Violento asalto a un matrimonio en Córdoba: desvalijados y magullados se enteraron que los entregó su consuegra
DOLOR. El daño material que sufrieron los jubilados, fue superado por la decepción de saberse entregados a los ladrones por la suegra de uno de sus hijos.
La investigación por el violento robo sufrido por un matrimonio de adultos mayores en la ciudad de Córdoba dio un giro inesperado con la detención de la consuegra de las víctimas, acusada de haber aportado información clave para concretar el asalto. La causa, que continúa bajo la órbita de la Justicia provincial, también permitió identificar a dos presuntos autores materiales del ataque, uno de los cuales ya fue detenido, mientras el restante permanece prófugo.
El hecho ocurrió durante la madrugada del 24 de julio en una vivienda ubicada sobre calle Olleros al 2900, en barrio San Salvador, al oeste de la capital cordobesa. Carlos, de 79 años, y Victoria, de 80, fueron sorprendidos mientras dormían por dos delincuentes que irrumpieron en la casa tras forzar una ventana ubicada en la parte trasera del inmueble, lindante con un cañadón.
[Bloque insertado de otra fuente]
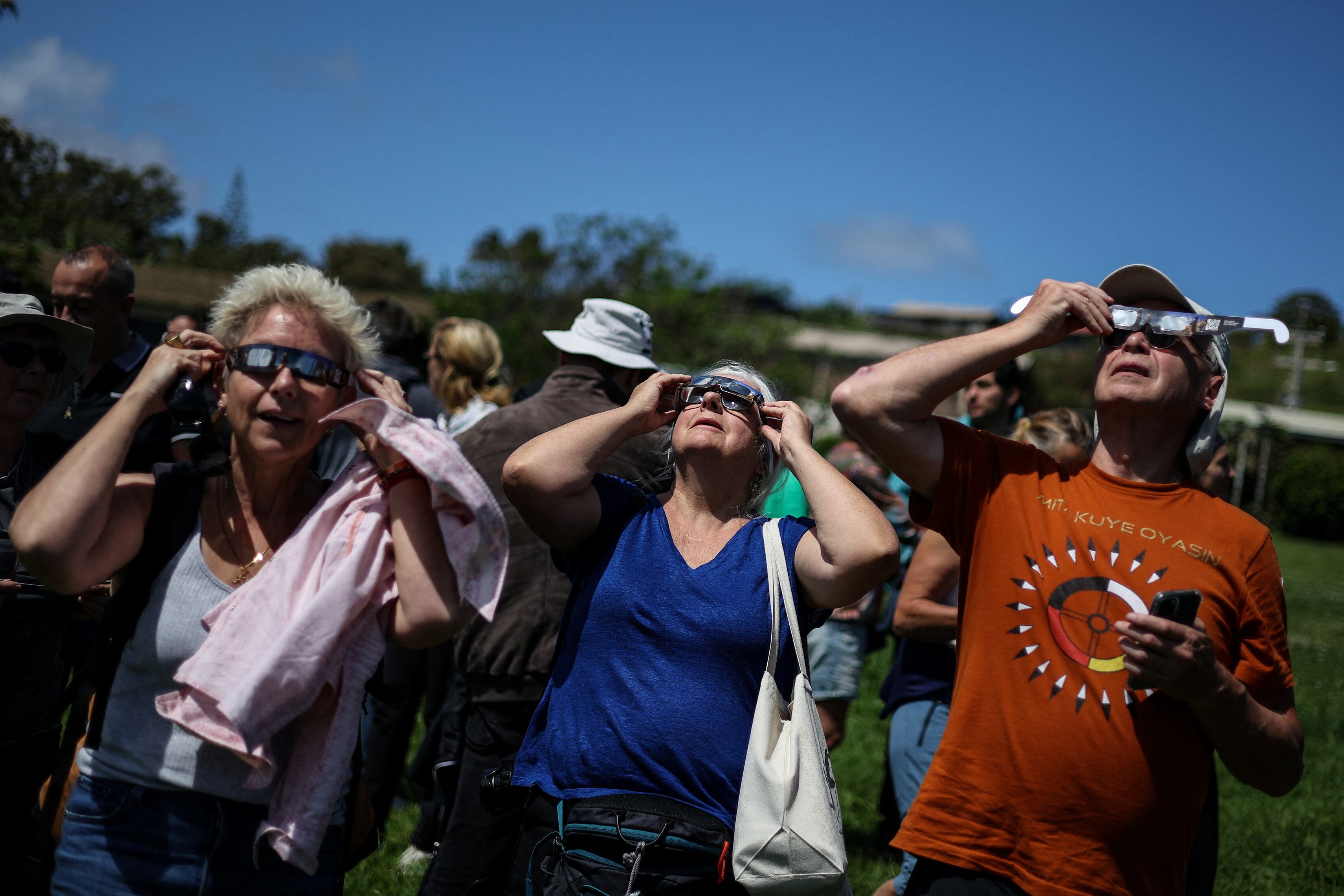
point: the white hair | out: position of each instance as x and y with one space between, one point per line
297 287
762 483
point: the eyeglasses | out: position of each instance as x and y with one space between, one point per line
736 395
19 356
1175 324
263 358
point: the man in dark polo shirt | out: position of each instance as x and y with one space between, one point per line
94 287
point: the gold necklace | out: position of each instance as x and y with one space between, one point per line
244 569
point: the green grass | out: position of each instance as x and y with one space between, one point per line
1289 847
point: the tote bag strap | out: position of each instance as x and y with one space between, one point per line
781 591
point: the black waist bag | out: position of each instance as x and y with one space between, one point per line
631 843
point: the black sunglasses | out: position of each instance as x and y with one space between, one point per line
19 355
264 358
736 395
1116 338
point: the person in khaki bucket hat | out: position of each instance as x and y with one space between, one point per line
611 331
40 358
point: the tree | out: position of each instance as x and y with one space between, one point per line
236 209
70 199
1320 312
374 264
527 285
222 241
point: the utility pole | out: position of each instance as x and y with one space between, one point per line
1302 339
1240 479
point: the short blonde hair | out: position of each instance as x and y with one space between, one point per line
301 288
1052 428
472 358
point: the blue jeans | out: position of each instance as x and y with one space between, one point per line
123 840
837 651
916 733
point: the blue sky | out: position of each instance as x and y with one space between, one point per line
948 152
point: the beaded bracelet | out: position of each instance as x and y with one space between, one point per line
398 472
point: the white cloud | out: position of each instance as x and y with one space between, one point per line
900 246
61 94
44 75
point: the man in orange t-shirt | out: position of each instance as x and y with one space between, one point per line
1060 774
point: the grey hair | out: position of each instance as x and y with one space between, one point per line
762 483
299 287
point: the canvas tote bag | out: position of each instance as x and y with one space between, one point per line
788 837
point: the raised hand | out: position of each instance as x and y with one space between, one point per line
195 354
1173 657
1058 310
651 404
787 428
381 386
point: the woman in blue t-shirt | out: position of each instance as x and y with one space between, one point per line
667 629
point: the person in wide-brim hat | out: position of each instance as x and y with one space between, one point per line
73 340
40 356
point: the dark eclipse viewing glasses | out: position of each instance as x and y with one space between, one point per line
19 355
734 394
263 358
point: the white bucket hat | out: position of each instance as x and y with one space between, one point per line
1135 283
18 310
615 332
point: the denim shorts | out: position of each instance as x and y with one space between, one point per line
837 653
121 839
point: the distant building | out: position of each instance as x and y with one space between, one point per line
936 319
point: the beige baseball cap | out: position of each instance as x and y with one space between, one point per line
1136 283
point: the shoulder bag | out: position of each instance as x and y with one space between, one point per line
788 837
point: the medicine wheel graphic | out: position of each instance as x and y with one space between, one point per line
1081 613
1081 616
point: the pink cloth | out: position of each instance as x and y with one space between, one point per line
303 637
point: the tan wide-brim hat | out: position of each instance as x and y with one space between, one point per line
75 340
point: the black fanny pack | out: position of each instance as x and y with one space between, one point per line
631 843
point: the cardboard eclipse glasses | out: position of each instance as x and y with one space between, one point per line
1177 324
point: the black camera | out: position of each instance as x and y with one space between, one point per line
499 796
190 413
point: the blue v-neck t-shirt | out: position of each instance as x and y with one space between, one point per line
658 676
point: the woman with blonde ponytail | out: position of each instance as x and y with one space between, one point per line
464 363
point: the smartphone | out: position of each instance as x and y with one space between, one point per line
1179 606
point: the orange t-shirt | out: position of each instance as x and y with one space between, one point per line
1052 771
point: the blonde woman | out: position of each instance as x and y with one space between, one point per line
464 363
1061 432
156 808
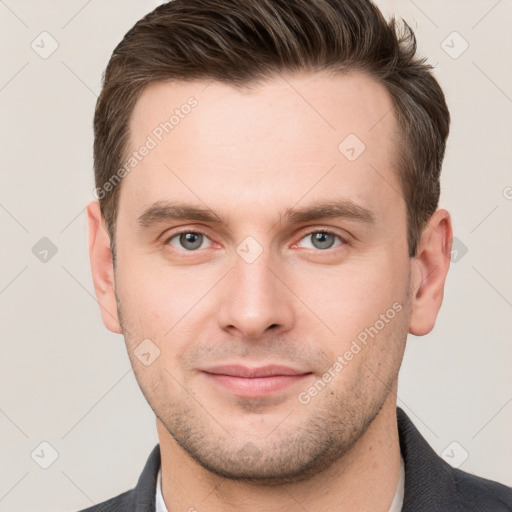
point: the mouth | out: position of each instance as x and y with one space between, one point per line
255 382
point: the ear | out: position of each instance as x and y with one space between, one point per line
429 269
102 267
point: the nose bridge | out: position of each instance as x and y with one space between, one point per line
254 300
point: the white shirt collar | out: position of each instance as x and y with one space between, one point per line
396 506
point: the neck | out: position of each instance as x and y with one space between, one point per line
365 478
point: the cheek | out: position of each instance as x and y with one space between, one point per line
350 297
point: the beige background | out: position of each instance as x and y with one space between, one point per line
65 380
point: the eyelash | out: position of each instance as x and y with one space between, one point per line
309 233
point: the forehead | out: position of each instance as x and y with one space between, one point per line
270 143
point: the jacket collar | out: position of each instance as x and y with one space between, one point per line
429 482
Los asaltantes despertaron a la pareja a golpes de puño y patadas. Durante el ataque, uno de ellos amenazó al jubilado con un arma blanca de fabricación casera, apoyándosela sobre el cuerpo mientras exigía la entrega de los ahorros que guardaban en pesos, dólares y euros.
Aunque las víctimas entregaron todo el dinero que tenían, la violencia no cesó. Los delincuentes continuaron golpeándolos antes de escapar con un botín compuesto por 6.500 dólares, 2.500 euros y 2,5 millones de pesos.
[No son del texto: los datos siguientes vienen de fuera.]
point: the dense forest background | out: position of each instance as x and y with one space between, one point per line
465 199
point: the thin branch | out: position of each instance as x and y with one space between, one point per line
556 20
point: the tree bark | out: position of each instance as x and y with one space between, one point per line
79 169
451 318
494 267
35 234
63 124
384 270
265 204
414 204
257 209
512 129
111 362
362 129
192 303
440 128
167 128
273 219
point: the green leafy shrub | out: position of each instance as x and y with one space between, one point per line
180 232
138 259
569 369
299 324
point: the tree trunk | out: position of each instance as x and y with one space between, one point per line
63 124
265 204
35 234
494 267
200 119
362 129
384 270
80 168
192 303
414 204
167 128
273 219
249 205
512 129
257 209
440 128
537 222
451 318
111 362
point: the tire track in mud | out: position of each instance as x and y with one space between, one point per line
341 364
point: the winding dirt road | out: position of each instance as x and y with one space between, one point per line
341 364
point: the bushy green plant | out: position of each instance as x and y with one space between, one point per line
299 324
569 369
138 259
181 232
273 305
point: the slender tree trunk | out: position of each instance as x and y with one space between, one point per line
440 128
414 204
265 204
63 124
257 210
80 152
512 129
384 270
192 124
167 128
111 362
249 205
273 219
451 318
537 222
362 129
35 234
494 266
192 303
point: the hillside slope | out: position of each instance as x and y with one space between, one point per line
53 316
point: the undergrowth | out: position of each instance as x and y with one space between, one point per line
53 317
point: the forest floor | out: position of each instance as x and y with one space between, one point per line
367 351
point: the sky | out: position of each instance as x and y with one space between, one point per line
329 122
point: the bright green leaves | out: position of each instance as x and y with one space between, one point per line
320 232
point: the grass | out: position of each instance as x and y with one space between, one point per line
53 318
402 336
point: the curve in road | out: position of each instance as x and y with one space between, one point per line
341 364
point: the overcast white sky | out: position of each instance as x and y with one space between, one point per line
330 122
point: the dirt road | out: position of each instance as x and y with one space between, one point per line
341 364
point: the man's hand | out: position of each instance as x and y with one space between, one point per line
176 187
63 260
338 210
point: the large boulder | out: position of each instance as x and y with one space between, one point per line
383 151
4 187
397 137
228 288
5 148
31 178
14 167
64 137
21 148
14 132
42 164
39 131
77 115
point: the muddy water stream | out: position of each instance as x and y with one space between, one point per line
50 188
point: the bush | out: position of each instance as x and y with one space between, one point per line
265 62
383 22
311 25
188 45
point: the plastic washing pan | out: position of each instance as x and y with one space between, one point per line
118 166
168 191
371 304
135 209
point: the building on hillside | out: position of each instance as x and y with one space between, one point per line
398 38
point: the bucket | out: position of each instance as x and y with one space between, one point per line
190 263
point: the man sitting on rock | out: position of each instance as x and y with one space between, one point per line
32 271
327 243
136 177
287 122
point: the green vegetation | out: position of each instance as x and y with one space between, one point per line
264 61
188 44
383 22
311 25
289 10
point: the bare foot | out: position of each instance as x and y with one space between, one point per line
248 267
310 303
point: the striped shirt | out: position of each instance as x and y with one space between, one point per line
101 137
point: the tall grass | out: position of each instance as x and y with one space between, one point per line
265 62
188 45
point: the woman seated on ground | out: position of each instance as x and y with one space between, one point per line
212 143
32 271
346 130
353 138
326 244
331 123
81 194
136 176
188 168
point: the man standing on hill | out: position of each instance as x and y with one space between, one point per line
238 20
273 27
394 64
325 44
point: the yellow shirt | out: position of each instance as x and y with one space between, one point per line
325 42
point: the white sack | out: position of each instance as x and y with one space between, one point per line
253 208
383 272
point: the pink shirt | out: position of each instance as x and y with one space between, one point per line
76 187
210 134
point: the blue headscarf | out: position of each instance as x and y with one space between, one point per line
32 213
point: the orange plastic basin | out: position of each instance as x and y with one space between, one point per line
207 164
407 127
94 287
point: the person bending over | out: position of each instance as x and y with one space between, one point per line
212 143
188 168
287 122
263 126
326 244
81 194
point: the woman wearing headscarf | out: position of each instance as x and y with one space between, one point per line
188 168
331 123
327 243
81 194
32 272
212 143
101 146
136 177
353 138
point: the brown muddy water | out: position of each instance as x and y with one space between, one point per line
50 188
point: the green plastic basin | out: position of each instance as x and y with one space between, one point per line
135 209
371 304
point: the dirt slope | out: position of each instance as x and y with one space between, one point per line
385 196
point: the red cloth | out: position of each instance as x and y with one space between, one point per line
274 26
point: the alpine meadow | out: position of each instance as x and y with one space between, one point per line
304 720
El episodio generó una fuerte repercusión en Córdoba, tanto por la brutalidad del ataque como por el perfil de las víctimas, una psicóloga y un jubilado que, tras el asalto, aseguraron que la mayor pérdida fue la tranquilidad. «Nos robaron la tranquilidad», expresó Victoria al recordar la dramática experiencia.
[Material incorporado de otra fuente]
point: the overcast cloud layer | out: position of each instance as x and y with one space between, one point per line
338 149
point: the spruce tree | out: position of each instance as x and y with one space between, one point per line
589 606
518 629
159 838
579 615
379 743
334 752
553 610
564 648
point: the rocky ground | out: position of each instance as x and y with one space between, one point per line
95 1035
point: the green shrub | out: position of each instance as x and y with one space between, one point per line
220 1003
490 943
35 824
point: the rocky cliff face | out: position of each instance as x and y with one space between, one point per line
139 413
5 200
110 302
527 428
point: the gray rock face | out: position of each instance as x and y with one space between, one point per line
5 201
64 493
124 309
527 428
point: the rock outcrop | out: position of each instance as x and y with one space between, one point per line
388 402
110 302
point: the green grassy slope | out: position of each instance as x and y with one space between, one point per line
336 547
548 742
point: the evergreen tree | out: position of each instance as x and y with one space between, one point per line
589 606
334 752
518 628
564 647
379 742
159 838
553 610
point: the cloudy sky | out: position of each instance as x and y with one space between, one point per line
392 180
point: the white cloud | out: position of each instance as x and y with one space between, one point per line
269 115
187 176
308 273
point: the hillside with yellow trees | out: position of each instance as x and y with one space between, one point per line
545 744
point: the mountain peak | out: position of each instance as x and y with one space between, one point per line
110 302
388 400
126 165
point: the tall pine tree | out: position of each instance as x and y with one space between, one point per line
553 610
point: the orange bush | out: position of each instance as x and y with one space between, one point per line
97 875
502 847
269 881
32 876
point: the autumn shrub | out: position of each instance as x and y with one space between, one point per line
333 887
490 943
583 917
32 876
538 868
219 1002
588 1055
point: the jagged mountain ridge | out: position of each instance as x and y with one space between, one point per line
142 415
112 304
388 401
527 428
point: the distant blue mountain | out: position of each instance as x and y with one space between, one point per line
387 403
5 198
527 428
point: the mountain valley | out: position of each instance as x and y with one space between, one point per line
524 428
Desde el inicio de la investigación, los pesquisas sospecharon que los autores materiales contaban con información precisa sobre la existencia del dinero en la vivienda. Esa hipótesis cobró fuerza cuando lograron identificar a los sospechosos y advirtieron que ambos eran personas con severos problemas de adicción y en situación de extrema vulnerabilidad social, lo que hacía presumir la participación de un tercero en la planificación del golpe.
La causa, encabezada por el fiscal Horacio Vázquez, del Distrito 4, avanzó mediante el análisis de cámaras de seguridad y la recolección de testimonios. Esas tareas permitieron identificar y detener a Miguel Cabrera, de 35 años, uno de los presuntos asaltantes, quien fue localizado mientras caminaba por la vía pública.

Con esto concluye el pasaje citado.